Network component and equipment market research firm Cignal AI has released its latest Transport Hardware Report.
The report found that spending on optical transport hardware by North American network operators grew more than 20 per cent in 2Q22 compared with 2021. This means that equipment capex by traditional network operators as well as large cloud operators has now surpassed pre-Covid levels. However, spending by European and Asian operators remains low by comparison.
Bookings remain exceptionally strong, said the report, with large vendors universally reporting orders exceeding revenue resulting in record backlogs. The company says that equipment vendors indicated supply chain difficulties affected their ability to ship products and delayed network deployment and acceptance, postponing recognition of some revenue.
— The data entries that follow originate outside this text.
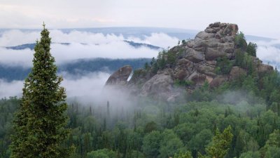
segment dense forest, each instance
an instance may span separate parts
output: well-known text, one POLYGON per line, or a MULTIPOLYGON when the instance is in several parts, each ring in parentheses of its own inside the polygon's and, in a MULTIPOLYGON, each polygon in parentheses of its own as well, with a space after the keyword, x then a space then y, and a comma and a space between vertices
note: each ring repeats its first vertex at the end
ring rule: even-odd
MULTIPOLYGON (((112 102, 71 101, 66 112, 71 133, 64 145, 75 146, 72 157, 168 157, 180 152, 197 157, 209 154, 206 148, 216 129, 230 126, 233 137, 225 157, 279 157, 279 72, 264 77, 262 84, 254 81, 247 77, 214 90, 205 84, 174 104, 141 98, 113 109, 112 102)), ((1 157, 9 157, 19 103, 16 98, 0 102, 1 157)))

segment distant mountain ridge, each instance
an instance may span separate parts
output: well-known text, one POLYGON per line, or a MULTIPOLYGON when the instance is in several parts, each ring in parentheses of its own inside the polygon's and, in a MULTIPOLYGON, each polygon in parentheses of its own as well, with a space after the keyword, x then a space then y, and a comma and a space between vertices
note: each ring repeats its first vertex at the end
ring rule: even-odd
MULTIPOLYGON (((58 65, 58 73, 66 72, 76 76, 86 75, 90 72, 105 72, 111 73, 122 65, 130 65, 134 69, 143 67, 146 62, 150 63, 150 58, 109 59, 92 58, 79 59, 58 65)), ((31 68, 20 66, 7 67, 0 65, 0 79, 8 81, 23 80, 30 72, 31 68)))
Amongst the report’s other findings, worldwide cloud and data centre colocation (colo) spending grew more than 10 per cent, compared to roughly flat spending by traditional service providers. Meanwhile, enterprise and government sales declined year-on-year for the fifth consecutive quarter as the heightened spending levels during the pandemic reverted to normal. Cignal AI cited that Cisco, Infinera, and Adva benefited the most from an increase in spending by cloud operators in North America.
Some of the results also varied widely by region. For example, the report demonstrates that North American optical revenue grew to the highest second-quarter level on record, while European spending declined. EMEA’s decline is put down to a shift from transport to RAN spending, combined with a disadvantageous dollar exchange rate.
Worldwide packet transport sales grew 6 per cent, driven by cloud and colo packet spending, which grew 16 per cent. North American packet transport sales also climbed in tandem with optical and grew more than 30 per cent, with Cisco, Nokia, and Juniper all participating. EMEA packet sales fell.
Kyle Hollasch, lead analyst for transport hardware at Cignal AI said: ‘Funding for broadband infrastructure, continuing 5G rollouts, and pent-up demand because of supply chain disruptions have catalysed growth in North American transport spending. Massive order backlogs and an anticipated easing of supply issues point to a period of rapid spending growth for Service Providers and Cloud operators in the region.’